TAVMA Letter RE C&R Fee Stipulation & Appraisers Online Petition
TAVMA strongly disputes the substance of the on-line petition
Jennifer J. Johnson, Secretary
Board of Governors of the Federal Reserve System
Re: Interim Final Rule – Customary and Reasonable Fee Stipulation
Dear Ms. Johnson: The Title Appraisal Vendor Management Association (“TAVMA”) wishes to express its views about the misinformation being disseminated by appraisal organizations and publications about the Federal Reserve’s Interim Final Rule and Appraisal Management Companies (“AMC’s”). TAVMA is a national trade association of real estate settlement services providers including many leading appraisal management companies.

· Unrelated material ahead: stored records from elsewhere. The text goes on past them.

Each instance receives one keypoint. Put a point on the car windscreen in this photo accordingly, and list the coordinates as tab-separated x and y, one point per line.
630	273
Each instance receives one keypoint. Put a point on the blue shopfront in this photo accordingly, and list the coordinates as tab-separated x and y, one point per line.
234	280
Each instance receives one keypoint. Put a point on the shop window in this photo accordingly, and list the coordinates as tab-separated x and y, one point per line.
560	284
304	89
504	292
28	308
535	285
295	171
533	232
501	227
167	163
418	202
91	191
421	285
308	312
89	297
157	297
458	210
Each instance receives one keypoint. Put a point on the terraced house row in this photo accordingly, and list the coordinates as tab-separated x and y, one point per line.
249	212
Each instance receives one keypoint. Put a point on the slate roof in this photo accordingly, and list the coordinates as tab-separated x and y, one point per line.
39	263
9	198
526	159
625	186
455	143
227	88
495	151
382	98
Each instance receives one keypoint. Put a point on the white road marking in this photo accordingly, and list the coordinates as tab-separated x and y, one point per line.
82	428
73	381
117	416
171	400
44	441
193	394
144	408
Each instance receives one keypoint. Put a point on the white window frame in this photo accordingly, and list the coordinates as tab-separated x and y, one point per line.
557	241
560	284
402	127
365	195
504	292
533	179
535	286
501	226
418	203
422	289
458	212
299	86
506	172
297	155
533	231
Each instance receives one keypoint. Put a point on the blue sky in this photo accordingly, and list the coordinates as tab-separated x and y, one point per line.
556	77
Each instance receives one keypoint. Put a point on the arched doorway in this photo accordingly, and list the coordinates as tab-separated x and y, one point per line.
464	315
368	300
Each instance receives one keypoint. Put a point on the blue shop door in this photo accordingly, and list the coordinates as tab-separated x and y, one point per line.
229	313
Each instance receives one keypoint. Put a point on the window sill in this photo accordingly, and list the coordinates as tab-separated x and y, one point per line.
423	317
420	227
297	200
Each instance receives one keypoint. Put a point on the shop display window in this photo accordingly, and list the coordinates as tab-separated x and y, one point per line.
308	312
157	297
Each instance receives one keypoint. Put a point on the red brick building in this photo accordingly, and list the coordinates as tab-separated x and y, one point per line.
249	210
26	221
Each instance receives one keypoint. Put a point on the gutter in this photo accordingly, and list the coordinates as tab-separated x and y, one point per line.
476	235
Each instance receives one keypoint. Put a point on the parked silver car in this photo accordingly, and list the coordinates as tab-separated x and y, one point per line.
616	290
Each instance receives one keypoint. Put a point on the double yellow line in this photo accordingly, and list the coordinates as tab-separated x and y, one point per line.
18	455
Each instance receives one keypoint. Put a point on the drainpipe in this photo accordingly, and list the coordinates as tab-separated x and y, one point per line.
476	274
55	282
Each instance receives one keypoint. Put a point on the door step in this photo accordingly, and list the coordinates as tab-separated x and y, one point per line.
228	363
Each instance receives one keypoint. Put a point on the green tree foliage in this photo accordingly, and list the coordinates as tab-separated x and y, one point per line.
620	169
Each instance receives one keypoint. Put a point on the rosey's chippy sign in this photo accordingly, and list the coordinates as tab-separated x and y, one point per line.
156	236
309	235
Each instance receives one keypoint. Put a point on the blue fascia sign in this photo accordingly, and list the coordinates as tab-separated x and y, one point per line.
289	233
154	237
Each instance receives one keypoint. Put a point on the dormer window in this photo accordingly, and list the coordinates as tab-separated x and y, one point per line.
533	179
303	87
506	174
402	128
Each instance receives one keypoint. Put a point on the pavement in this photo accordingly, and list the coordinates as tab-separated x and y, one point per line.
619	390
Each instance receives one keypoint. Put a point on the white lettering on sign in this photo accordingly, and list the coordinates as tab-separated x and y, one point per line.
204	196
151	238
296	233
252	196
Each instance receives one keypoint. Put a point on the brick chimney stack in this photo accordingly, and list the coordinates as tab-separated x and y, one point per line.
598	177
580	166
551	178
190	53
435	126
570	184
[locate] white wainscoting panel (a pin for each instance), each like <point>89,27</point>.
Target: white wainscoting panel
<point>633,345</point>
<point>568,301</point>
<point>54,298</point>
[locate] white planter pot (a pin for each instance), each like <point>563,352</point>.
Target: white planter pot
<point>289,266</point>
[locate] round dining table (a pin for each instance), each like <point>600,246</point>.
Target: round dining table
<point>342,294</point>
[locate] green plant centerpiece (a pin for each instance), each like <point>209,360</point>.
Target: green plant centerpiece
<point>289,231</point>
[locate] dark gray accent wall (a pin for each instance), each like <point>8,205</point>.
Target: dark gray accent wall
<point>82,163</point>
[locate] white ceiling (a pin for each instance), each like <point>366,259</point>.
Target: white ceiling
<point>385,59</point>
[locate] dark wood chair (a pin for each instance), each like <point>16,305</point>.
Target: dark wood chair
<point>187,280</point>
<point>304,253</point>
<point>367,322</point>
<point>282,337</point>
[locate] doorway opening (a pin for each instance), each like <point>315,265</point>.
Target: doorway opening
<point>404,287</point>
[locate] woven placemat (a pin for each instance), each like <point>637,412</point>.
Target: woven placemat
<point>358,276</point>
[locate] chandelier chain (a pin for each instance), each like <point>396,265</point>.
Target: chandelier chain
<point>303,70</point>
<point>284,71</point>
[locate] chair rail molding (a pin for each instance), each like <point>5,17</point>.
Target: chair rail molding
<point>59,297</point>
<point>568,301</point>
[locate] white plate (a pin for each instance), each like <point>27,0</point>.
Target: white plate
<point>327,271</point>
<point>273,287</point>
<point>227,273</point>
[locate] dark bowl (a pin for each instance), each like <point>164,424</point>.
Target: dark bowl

Some appraisers continue to attack AMC’s by asserting that the DOD Frank Act, TILA and the Interim Final Rule prohibit consideration of fees negotiated in arms length transaction between AMC’s and appraisers. The Appraiser News Online, Volume 12, Number 16, April 20, 2011, reports that “Federal Reserve officials indicated that AMC fees were not to be included in any assessment of recent fees paid to appraisers” under Presumption 1 of the Interim Rule.
TAVMA understands that this statement and the article in which it is contained misrepresent the statements of the Federal Reserve officials who were present at the San Antonio conference. Given the timing of the article, coming as it does with the roll-out by many lenders and AMC’s of pricing consistent with Dodd Frank and the Interim Final Rule, such misstatements are causing confusion in the marketplace and are adding unnecessarily to the regulatory burden of those working to comply with the new requirements. TAVMA requests that the Federal Reserve Board and staff take the steps necessary to correct this distortion of its Interim Final Rule.
Similarly, a recent on-line petition directed to the Federal Reserve asserts incorrectly that the fees paid by AMC’s to appraisers are not to be considered in the determination of a customary and reasonable fee (http://www.petitiononline.com/CnR2011/petition.html). TAVMA strongly disputes the substance of the on-line petition, which takes exception to the Federal Reserve Board’s interpretation of TILA Section 129E(i) as allowing consideration of fees paid by AMC’s to appraisers in the determination of the “customary and reasonable rate” of compensation for fee appraisers. The petitioners show contempt for others in their profession by declaring that the work of those appraisers who will work for less than the petitioners” is substandard.
The signers of the petition want the Federal Reserve Board to write an exclusion of consideration of fees paid to appraisers by AMC’s into Presumption 1 of the Interim Rule; however, the requirement that determination of “customary and reasonable rates” take into account “recent rates paid for comparable appraisal services” would be unnaturally skewed if AMC’s and lenders could not consider the fees that they have long been paying for appraisals.
In adopting the Interim Rule, the Federal Reserve Board observed that the customary and reasonable compensation provision that Congress adopted as part of TILA is identical to a requirement included in a 1997 HUD Mortgagee Letter obligating FHA lenders to ensure that appraisers are paid “at a rate that is customary and reasonable for appraisal services performed in the market area of the property being appraised.’” The emphasis is on the marketplace in which AMCs have long had an integral role.
The Dodd Frank Act and the Interim Rule identify a specific type of survey in which AMC fees are not to be considered but this does not hold in other circumstances. To exclude, as the petitioners seek, the fees charged by appraisers in the majority of transactions would deny marketplace realities to the detriment of consumers, lenders, and competition. Such an interpretation of TILA’s “customary and reasonable” provision likely would be unconstitutional and violate anti-trust lawsTAVMA strongly opposes the position taken in the recent petition. The customary and reasonable fee rule that was issued by the Fed has been effective for less than a month. The petitioners should allow a reasonable time for the new rule to be implemented.
On behalf of TAVMA, I appreciate your time and attention to our views.